Anusha’s debut non-fiction book, ‘What Am I? An Existential Conundrum’ was well received by the readers. The book is an interesting read on the concept of true identity search.
She speaks to NEWS WORLD INC about her book, other projects, and much more.
NWI: How do you see yourself as India’s rising philosophical/non-fiction author?
Anusha: Firstly, I must say thanks for acknowledging me as an author. Even as I knew that I had it in me, I couldn’t put myself together to such an extent (of writing a book) all these years. Now if I recollect, it all narrows down to my curiosity, love for words, and reading, language and expression skills. Having said that, I am not very keen on branding myself as a non-fiction author. As long as I remain passionate about language and expression, I will keep writing what I know or experience. I am loving the process and am not planning on the destination yet. And yes, I know I will make a good non-fiction author.
NWI: What inspired you to write this book?
Anusha: I have always had so many questions in my mind. We all do. I could never convince myself in simply following commands, even if it is in the name of God. Most of us grow up without reasoning or questioning. I have always wanted to explore more on these aspects. And through reading books, observing the world around me, my life lessons… everything put together, I just gave them a shape. I wrote the poem Who Am I? (in my book) eight years ago. Of course, I had no idea then, that it will take me till here. In short, my inspiration is my inner master.
NWI: How did you get the concept of identity search in your book?
Anusha: Nothing like that. I wasn’t hunting for any concept as such. As I said, I keep writing as and when I feel like. And I came upon the KDP pen to publish contest last year.
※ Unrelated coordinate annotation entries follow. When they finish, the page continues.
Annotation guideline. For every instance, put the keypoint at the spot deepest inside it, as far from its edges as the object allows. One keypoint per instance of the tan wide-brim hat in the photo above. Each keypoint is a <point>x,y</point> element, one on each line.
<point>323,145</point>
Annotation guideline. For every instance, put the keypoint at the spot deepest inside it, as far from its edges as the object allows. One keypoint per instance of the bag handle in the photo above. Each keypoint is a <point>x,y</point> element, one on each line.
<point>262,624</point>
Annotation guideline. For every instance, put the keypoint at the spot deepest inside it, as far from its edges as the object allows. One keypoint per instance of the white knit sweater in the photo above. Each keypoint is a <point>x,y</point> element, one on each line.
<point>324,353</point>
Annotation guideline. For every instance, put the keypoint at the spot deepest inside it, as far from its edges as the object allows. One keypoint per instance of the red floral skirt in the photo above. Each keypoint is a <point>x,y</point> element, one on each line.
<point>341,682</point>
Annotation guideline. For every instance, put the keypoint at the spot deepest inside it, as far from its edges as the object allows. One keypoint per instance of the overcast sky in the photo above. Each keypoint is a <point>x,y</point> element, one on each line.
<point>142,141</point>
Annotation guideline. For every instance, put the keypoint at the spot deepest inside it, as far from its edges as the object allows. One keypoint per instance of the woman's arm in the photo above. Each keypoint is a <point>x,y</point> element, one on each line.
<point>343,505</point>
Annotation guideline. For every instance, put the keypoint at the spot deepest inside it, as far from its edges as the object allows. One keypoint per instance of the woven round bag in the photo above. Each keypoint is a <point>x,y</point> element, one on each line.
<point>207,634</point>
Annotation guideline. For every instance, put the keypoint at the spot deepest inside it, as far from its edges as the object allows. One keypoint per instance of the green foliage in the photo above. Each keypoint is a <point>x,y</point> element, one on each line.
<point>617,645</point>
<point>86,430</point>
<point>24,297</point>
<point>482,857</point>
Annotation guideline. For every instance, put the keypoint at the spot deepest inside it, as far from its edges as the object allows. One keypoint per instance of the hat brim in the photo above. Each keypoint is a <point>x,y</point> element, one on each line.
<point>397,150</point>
I thought I could use it as a push to collect the pieces in a coherent manner. That is how my first book was born.
NWI: What is the message in the book?
Anusha: I don’t intend to be preachy though I may want to make a difference, in whatever small way I could. I don’t want to mark anything as message. If the readers get connected to my words and content, they themselves will infer the message.
NWI: How did you get the conceptslike perceived identity, ripple effect, etc. in your book?
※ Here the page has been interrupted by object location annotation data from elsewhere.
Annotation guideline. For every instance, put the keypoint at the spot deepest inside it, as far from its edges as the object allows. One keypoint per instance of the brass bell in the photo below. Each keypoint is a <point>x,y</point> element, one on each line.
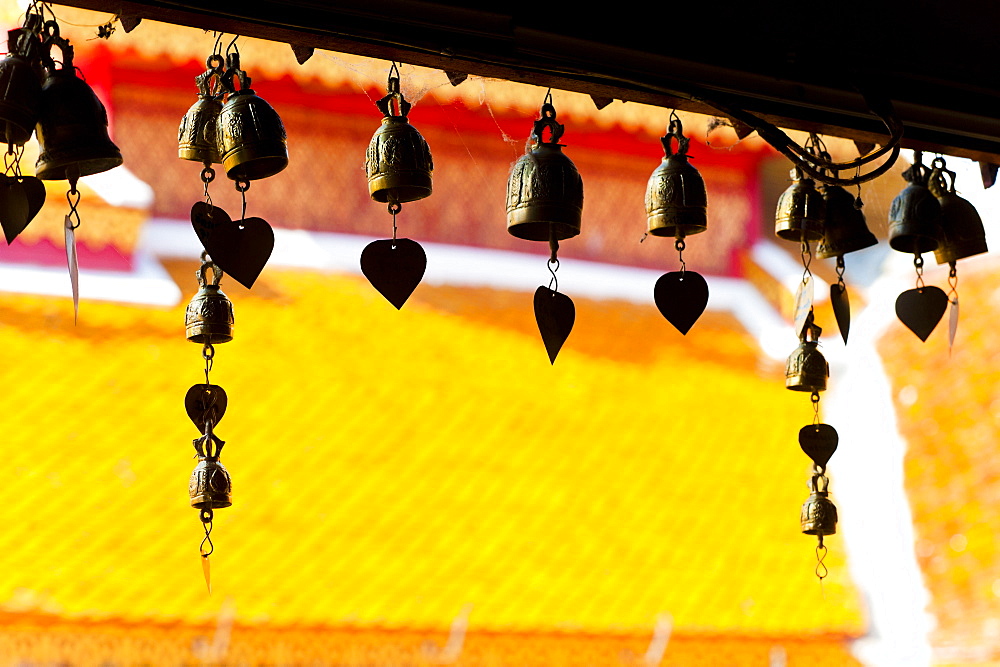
<point>844,228</point>
<point>962,232</point>
<point>209,316</point>
<point>801,210</point>
<point>676,201</point>
<point>544,189</point>
<point>72,124</point>
<point>806,368</point>
<point>398,160</point>
<point>819,514</point>
<point>915,214</point>
<point>252,140</point>
<point>21,86</point>
<point>210,486</point>
<point>196,136</point>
Anusha: Basically, I read and observe a lot. I try to connect everything happening around. I try to break down complicated things into simpler units, hoping they will be easily understood. Especially for those who think philosophy/spirituality is old and boring. (Talking with my son is one of them. I do admit that reading core philosophy is bit distracting and complex. Reading Descartes, Socrates and Aristotle directly is not as simple even if one is interested in them. I just thought of conceptualizing whatever I understood. That is all.
NWI: How did you do research for this book?
Anusha: I read a lot. Mostly non-fiction. Philosophy and self-help types. And as I told before, in an attempt to find answers to those questions within me, I started making notes from whatever I read. And I realized that almost all books on philosophy and human existence are complex, though unintentional. There are a certain basic concepts or moral values that are taught to us through various ages and various forms. Philosophy or spirituality is neither as complicated as we think nor far away as we keep giving excuses. Existentialism and Self-realization are parts of ourselves. But we don’t give our time and energy to explore them inside. I wanted toexplain the connection of human existence and self-realization in simple terms.
NWI: What’s your take on real identity?
Anusha: Real identity lies in our thoughts. As I told in the book, only thoughts are non-perishable. Human thoughts either remain as art forms or travel across generations. All other means of identity are temporary. To an extent, our choices and actions may determine our identity.Our karma makes us what we are.
NWI: Would you mind telling a bit about your next book?
Anusha: I haven’t decided on that yet. Still indulged in this conundrum. I have a few ideas though.Something tells me I will end up in a fiction work this time. Actually, some characters are getting shape in my head. But there is no rush. Moreover, I am not into full time writing yet.
NWI: What authors or books have been great influences on you?
Anusha: The first and foremost is Thirukkural by the great Saint Thiruvalluvar. Right from school days, I used to ponder over them as I read. And the next major influences are the great Indian Epic Mahabharatha and thoughts of Swami Vivekananda. Mahabharatha is so holistic that one can draw parallelism with every character and philosophy behind them. And not to forget, I was able to get the bigger picture only after I started reading western minds. To name a few, Stephen Covey, Daniel Coleman, Edward de Bono, Eugene Sadler Smith. As I began to pick diversified authors, I started realizing the connect between west and east, ancient and modern, scientific and spiritual. As we know, Swami Vivekananda could influence the western minds. Though they seem dichotomous, they have a fine thread connecting each other. Finally, it is the power of human mind that stands out.